You can substitute the Marula-compote for another fruit that you have access to or if they aren’t in season, fruits like figs and berries come to mind. Speculaas spices can be substituted with a general mix-spice.
This recipe is gluten-free and low-carb, but portion control is advised, as large servings might push you over your daily carb limit if you are still trying to lose weight.
For the base:
- 180-gram ground almonds/almond flour
- 5 ml Speculaas spice
- 65-gram butter
- 5 ml Xylitol sweetener
For the Filling:
- 250-gram Ricotta Cheese (I used my own home-made cheese)
- 2 Tablespoons of Xylitol sweetener
- 1 Tablespoon of grated lemon peel
- 75-gram chopped almonds
- 10 ml Speculaas spice
For the Crust:
- 6 Tablespoons of Coconut Flour
- 1 tablespoon Xylitol
- 5 ml cinnamon
- 2 ml nutmeg
- 60-gram butter
For the Compote:
- 250ml Marula juice (Boil the green fruit in water until soft and drain through a cloth, like when you make Marula Jelly)
- 2 shots of Whisky
- 1/4 cup of Xylitol or more to taste
Mix the Ground almonds, butter, Speculaas and xylitol and press into a 20cm greased spring-form pan.
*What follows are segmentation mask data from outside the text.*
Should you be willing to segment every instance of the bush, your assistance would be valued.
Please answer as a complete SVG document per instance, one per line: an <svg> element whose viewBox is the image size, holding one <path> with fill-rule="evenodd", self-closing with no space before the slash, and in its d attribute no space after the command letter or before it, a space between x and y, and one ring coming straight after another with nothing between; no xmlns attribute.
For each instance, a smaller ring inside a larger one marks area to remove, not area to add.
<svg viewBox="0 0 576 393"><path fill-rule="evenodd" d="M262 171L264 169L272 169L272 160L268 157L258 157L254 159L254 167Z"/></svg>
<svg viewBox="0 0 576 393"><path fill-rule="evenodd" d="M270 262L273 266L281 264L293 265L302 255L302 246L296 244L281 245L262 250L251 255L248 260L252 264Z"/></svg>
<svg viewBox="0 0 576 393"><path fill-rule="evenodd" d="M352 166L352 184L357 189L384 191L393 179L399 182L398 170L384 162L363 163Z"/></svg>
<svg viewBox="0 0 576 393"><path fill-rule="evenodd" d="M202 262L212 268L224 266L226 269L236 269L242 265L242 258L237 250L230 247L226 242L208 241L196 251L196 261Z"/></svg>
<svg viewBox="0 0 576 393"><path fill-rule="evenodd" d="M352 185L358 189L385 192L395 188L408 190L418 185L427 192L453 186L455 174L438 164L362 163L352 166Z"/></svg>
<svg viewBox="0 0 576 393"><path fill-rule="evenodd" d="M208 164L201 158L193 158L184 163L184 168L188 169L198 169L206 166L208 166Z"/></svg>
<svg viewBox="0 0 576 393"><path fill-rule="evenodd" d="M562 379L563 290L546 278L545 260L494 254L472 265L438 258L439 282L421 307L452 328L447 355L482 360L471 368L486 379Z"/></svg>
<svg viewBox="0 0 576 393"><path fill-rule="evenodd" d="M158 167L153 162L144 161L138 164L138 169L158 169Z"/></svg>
Put in the fridge.
Mix the compote ingredients, heat in a pan and let it simmer while stirring regularly until thick and sticky.
Preheat oven to 190°C.
Mix the ingredients for the filling and scoop it onto the base.
Mix the coconut flour, xylitol, spice and butter and carefully spread it over the filling. You will need to flatten small pieces in your hands and build an imperfect crust puzzle to cover the top. Bake for 15 minutes
Let it cool and top with almond shards.
Serve with fresh cream, lemon rind and mint leaves.